A green finch thought he could fly in, picked him up, caged him for an hour and then he flew away :grin2:


----------



## raynipper (Aug 4, 2008)

Sadly the last two birds that hit our conservatory never recovered. A blue tit and finch. Plus now and again I find a bunch of feathers below a certain tree where I assume a sparrow hawk or similar likes to devour it's kill.

Ray.


----------



## HurricaneSmith (Jul 13, 2007)

We occasionally have bird strikes, but the birds all seem to survive. 

Recently, a bluetit sat stunned on a patio for a couple of hours. We watched to make sure a predator didn't take it and happily, it finally flew away.
.


----------



## JanHank (Mar 29, 2015)

HurricaneSmith said:


> We occasionally have bird strikes, but the birds all seem to survive.
> 
> Recently, a bluetit sat stunned on a patio for a couple of hours. We watched to make sure a predator didn't take it and happily, it finally flew away.
> .


We wouldn't dare do that here John, there are so many cats. Last night as I was closing the curtains a beautiful white cat sat just outside the window gazing up to me and cats are in our garden every day. The budgie cage comes in very handy, special cover over the top so the birdie can take a nap.:grin2:


----------



## raynipper (Aug 4, 2008)

WE do prefer birds as visitors and not this that just crawled out of the bedding plants. Ray.


----------



## JanHank (Mar 29, 2015)

We had 2 of those a few years back, one was in the workshop and was a devil to catch, the other was just sliding in through the door, no time to think, grabbed his tail and threw it backwards, it landed on the grass and slid away. Probably a stork had dropped them.

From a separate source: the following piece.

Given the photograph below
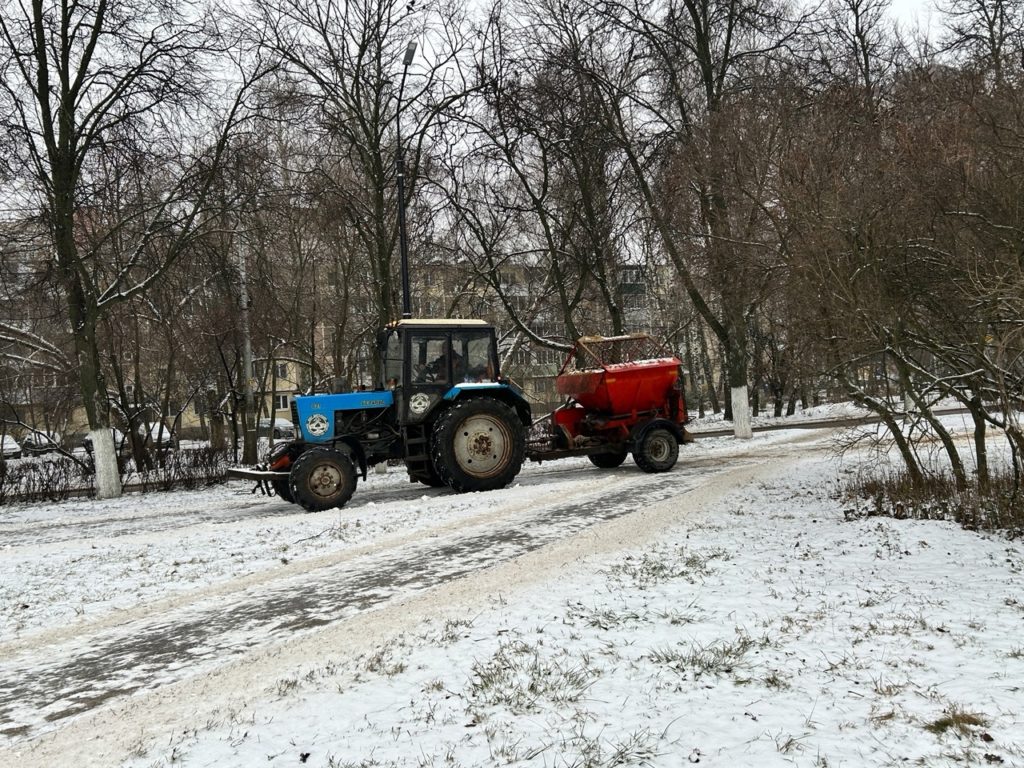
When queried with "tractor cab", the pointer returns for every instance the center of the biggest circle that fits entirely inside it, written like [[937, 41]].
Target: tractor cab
[[428, 361]]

Had a stork storking across our back garden at 4.30 this morning.


----------



## raynipper (Aug 4, 2008)

This is the third one we have come across in the garden in 20+ years. I put it in a bucket and took it to a small copse about 400m away. Trouble is they might come back like homing adders. My wife says she wants to move. But I pointed out they have adders in UK.

Ray.


----------